Yellow Rock, Cottonwood Canyon Road, Utah
October 06, 2011
The Navajo Sandstone is a prominent rock formation of the Colorado Plateau of the western U.S. Such features as crossbedding rock arches and natural bridges, slot canyons, polygonal jointing in sandstone "slickrock" surfaces and concretions (Moqui Marbles) are common in Navajo Sandstone formations. In fact, the Navajo Sandstone has been featured in more than a dozen Earth Science Picture of the Day images over the past decade. It's especially well exposed throughout southern Utah and particularly in the Escalante-Grand Staircase National Monument. Relatively pure quartz sandstone it is often white to light tan, but the "Navajo" is typically colored pink or red by as little as 0.5% iron oxide filling the pore space. In some locations, such as the remote exposure above known as Yellow Rock, limonite, a mix of hydrated iron oxides, gives the sandstone an over-all yellow color. This location also shows bands of red and white that don't follow depositional layers but rather shows past groundwater circulation.

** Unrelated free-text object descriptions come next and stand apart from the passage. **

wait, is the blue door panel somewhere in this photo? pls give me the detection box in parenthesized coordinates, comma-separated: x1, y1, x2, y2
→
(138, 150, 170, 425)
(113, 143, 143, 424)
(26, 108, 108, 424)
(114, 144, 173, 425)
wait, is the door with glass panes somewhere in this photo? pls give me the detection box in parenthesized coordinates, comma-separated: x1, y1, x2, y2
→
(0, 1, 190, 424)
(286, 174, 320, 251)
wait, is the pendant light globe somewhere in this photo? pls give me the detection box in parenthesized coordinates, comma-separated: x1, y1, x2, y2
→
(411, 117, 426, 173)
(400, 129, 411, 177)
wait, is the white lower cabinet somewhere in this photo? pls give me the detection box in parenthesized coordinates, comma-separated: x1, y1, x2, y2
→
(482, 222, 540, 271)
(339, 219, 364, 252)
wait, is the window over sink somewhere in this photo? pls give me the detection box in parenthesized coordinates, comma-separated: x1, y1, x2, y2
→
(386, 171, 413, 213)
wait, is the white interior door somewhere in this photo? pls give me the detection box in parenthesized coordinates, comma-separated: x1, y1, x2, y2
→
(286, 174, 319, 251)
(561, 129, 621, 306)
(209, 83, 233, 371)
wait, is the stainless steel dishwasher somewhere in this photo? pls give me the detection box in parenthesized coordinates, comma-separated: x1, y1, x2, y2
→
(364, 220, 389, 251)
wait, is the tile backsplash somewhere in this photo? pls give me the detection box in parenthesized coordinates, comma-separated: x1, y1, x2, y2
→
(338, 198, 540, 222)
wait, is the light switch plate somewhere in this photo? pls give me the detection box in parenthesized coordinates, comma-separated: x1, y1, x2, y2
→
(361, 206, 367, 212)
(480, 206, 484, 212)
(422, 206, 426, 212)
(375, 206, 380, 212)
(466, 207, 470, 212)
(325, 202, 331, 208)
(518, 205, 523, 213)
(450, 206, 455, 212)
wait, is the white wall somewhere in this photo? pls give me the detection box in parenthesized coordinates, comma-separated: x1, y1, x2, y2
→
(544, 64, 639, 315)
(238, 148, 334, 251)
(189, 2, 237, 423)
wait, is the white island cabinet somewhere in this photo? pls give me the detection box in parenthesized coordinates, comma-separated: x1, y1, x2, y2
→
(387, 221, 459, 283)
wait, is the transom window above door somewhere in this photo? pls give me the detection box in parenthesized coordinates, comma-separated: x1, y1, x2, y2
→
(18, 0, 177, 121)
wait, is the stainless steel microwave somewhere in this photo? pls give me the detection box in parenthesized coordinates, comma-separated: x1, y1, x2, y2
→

The photo above shows the author sitting near the summit of Yellow Rock in the Cockscomb Monocline. Orange and yellow are evident here in the Navajo Sandstone. Beyond are while layers of the same formation and the rusty red Kayenta Formation. The cliff on the right descends into Hackberry Slot Canyon.
Photo details: Fujifilm; FinePix S9000 camera; tripod and 10s delay; f 6.4; 1/400 second exposure.